HPC service overview¶
The HPC service provides a shared computing environment for running computationally intensive workloads in a secure and controlled manner.
The cluster follows a standard HPC architecture, separating user access nodes from compute resources and using a batch scheduler to manage workloads.
Architecture at a glance¶
The cluster consists of:
-
Login node
- Entry point for users
- Used for code editing, compilation, and job submission
- Not intended for intensive or long-running computations
-
Compute nodes
- CPU nodes for general-purpose workloads
- GPU nodes for accelerated workloads (e.g.
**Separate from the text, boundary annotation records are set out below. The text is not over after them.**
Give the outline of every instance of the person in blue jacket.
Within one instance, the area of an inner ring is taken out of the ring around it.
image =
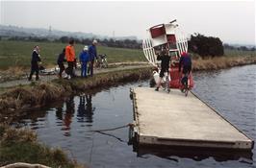
[[[94,39],[92,41],[92,44],[89,47],[89,61],[90,61],[90,69],[88,73],[90,72],[90,77],[93,76],[93,63],[94,63],[94,59],[97,59],[97,50],[96,50],[96,45],[97,45],[97,40]]]
[[[81,63],[81,77],[87,78],[87,65],[89,61],[89,53],[87,45],[84,47],[84,50],[81,52],[79,56],[79,60]]]
[[[39,46],[36,45],[34,47],[34,51],[32,53],[31,57],[31,72],[30,76],[28,78],[29,81],[32,80],[32,76],[34,72],[36,72],[36,81],[39,80],[39,67],[38,67],[38,62],[40,62],[40,56],[39,56]]]

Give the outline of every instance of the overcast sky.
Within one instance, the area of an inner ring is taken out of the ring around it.
[[[0,24],[146,37],[151,26],[177,19],[186,36],[255,44],[255,1],[3,1]]]

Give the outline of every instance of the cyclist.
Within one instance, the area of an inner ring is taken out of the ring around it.
[[[181,84],[183,85],[187,85],[188,78],[192,71],[192,59],[191,56],[186,52],[183,52],[181,54],[180,62],[179,62],[179,72],[181,71],[181,67],[183,67]]]
[[[168,72],[168,68],[169,68],[169,60],[170,60],[170,57],[168,56],[168,51],[166,48],[164,48],[162,53],[160,55],[158,55],[157,57],[158,60],[161,60],[161,71],[160,71],[160,78],[157,84],[157,87],[156,87],[156,91],[159,90],[159,87],[161,85],[161,82],[163,77],[165,76],[165,72]],[[168,88],[169,91],[169,88]]]

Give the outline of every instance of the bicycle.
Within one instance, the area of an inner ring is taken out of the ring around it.
[[[186,73],[183,77],[181,77],[180,84],[181,84],[181,92],[185,93],[185,96],[188,96],[189,90],[190,90],[190,80],[189,80],[190,74]]]
[[[107,55],[98,55],[97,60],[96,60],[96,67],[99,68],[107,68],[108,67],[108,61],[107,61]]]

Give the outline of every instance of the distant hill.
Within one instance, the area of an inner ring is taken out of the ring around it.
[[[64,32],[59,30],[39,29],[39,28],[23,28],[18,26],[0,25],[0,36],[38,36],[60,38],[61,36],[72,36],[75,38],[99,38],[110,39],[112,36],[98,36],[92,33],[83,32]],[[132,39],[138,40],[137,36],[116,36],[115,39]]]

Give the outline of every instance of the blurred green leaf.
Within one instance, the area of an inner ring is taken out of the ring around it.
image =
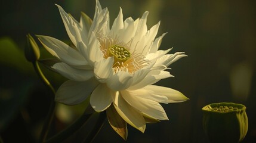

AI, deep learning)
- Accessible only through the scheduler
- High-performance local scratch space (NVMe) available on compute nodes, intended for fast I/O during job execution
- Local scratch storage is temporary and data may be removed after job completion
-
Shared storage
- Home directories for user data
- Project-level work areas
- Shared scratch space for temporary data.
-
Control and management nodes
- Host system services (e.g. scheduler, monitoring, management)
- Not accessible to users
- Ensure operation and coordination of the platform
Scheduler¶
All compute resources are managed by SLURM (Simple Linux Utility for Resource Management).
Users submit jobs specifying their resource requirements, and SLURM allocates resources based on availability and scheduling policies.
Direct execution of computational workloads on the login node is not permitted.
Typical workflow¶
A typical workflow on the HPC system is:
- Connect to the login node
- Prepare code, scripts, and input data
- Submit jobs using SLURM
- Monitor job execution
- Retrieve results from project storage